Wheeler: Fixing Unix/Linux/POSIX Filenames
Wheeler: Fixing Unix/Linux/POSIX Filenames
Posted Mar 25, 2009 17:46 UTC (Wed) by nix (subscriber, #2304)In reply to: Wheeler: Fixing Unix/Linux/POSIX Filenames by epa
Parent article: Wheeler: Fixing Unix/Linux/POSIX Filenames
(I could equally use a directory full of stuff here, but it too would need a name that's hard to type. I pondered a \n-prepended filename because it's even harder to trip over by mistake, but decided that it would look too odd in directory listings of object directories when debugging. There's no danger of user code interpreting these names as options, because user code accesses files in this directory only via a shell-function API.)
And if I've done it, I guarantee you that lots and lots of other people have done it too.
David's proposed constraints on filenames are constraints which can never be imposed by default, at the very least. The semantics of Unix filesystems have been fixed de facto for many years: nobody expects files with odd characters to work on FAT, but nobody expects a Unix system to use a FAT filesystem as a primary datastore either.
Hardwired filename encodings are a good idea only if you can guarantee that this encoding has been the standard for the lifetime of the filesystem. You can't assume that for any existing filesystem: thus you have to decide what to do if filenames are not representable in the encoding scheme chosen. This also conflicts with 'no control characters' in that a good bunch of Unicode characters >127 can be considered 'control characters' of a sort, and there's no guarantee that more won't be added. How to exclude control characters which may be added in the future?
You also can't sensibly exclude shell metacharacters, because you don't know what they are, because they're shell-dependent, and some shells (like zsh) have globbing schemes so complex that ruling out all filenames that might be interpretable as a glob is wholly impractical.
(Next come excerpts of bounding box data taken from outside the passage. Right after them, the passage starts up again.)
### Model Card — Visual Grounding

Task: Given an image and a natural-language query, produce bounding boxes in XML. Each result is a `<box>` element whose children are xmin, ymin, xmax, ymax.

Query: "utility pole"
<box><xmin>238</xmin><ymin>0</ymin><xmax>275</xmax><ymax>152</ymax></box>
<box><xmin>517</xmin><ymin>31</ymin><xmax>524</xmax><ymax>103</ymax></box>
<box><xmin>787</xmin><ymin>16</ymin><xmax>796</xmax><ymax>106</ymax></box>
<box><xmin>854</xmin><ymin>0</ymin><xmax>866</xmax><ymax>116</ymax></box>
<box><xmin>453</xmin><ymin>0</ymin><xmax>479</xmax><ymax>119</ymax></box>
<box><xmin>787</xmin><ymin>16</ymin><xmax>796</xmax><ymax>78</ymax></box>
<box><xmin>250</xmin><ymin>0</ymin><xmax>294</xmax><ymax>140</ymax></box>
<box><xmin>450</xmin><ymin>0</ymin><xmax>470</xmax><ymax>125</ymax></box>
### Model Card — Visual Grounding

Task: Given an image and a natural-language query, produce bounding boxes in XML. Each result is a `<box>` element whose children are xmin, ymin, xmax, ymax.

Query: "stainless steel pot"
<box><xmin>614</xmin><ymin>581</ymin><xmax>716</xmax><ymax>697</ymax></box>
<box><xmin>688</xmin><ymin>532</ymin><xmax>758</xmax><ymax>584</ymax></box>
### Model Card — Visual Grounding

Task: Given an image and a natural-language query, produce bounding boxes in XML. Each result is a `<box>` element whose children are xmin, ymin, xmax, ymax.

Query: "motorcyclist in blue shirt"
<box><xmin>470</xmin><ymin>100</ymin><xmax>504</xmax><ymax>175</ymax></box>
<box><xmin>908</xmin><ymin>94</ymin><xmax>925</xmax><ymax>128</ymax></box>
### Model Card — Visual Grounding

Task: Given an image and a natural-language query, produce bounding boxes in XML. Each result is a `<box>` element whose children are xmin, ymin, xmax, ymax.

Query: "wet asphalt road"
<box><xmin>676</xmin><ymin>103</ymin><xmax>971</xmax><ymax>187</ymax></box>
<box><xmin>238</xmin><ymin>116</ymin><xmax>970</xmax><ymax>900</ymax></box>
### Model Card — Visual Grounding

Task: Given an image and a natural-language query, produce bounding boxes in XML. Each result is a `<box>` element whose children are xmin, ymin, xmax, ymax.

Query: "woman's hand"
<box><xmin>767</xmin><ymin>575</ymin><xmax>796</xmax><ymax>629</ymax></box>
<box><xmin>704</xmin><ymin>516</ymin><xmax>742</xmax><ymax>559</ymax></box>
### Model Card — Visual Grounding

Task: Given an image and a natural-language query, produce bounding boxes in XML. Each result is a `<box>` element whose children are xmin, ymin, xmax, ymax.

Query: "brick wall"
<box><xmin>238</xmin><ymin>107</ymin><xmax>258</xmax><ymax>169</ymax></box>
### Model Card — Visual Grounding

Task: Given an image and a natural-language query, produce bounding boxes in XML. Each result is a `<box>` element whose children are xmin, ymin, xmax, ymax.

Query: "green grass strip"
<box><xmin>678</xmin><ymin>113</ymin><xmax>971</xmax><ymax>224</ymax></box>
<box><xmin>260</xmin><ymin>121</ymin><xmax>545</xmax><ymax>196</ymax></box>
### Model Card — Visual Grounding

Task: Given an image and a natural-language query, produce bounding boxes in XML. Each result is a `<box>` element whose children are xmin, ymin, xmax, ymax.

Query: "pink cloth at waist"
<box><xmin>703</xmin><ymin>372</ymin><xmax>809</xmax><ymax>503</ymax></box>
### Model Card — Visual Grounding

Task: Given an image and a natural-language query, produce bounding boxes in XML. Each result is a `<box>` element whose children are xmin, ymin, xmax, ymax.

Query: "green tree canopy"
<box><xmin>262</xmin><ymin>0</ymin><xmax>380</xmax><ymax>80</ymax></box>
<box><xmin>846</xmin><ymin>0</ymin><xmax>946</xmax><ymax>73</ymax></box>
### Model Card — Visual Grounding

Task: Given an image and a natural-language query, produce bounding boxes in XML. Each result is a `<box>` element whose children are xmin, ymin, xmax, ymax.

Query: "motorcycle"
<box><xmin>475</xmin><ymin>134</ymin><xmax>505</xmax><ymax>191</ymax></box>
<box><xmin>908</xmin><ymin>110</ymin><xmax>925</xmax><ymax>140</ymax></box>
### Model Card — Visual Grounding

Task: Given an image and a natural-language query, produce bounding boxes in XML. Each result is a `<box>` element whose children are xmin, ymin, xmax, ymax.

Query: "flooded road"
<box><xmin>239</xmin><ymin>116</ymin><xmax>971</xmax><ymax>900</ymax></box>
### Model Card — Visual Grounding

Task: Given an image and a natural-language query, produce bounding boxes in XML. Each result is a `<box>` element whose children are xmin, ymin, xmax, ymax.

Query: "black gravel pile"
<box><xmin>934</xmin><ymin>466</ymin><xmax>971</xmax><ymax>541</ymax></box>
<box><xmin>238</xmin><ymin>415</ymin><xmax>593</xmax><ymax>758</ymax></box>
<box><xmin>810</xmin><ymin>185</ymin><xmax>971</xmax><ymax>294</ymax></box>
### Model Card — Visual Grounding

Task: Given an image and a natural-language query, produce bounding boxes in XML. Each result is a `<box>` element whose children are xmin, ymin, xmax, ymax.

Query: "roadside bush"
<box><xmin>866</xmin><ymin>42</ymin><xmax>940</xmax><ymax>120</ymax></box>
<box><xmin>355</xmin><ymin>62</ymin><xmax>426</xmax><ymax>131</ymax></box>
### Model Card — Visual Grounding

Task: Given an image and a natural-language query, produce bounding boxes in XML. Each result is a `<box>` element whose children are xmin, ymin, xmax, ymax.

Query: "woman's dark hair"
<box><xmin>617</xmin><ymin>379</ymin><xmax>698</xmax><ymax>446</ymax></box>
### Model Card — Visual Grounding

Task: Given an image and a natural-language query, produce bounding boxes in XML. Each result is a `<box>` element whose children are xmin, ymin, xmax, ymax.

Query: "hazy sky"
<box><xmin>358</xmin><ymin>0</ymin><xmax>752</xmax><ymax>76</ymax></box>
But I agree that these rules all make sense for parts of the filesystem that users might manipulate with arbitrary programs, as opposed to those that are using part of the FS as a single-program-managed datastore. What I think we need is an analogue of pathconf() (setpathconf()?) combined with extra fs metadata, such that constraints of this sort can be imposed and relaxed for *specific directories* (inherited by subdirectories on mkdir(), presumably). *That* might stand a chance of not breaking the entire world in the name of fixing it.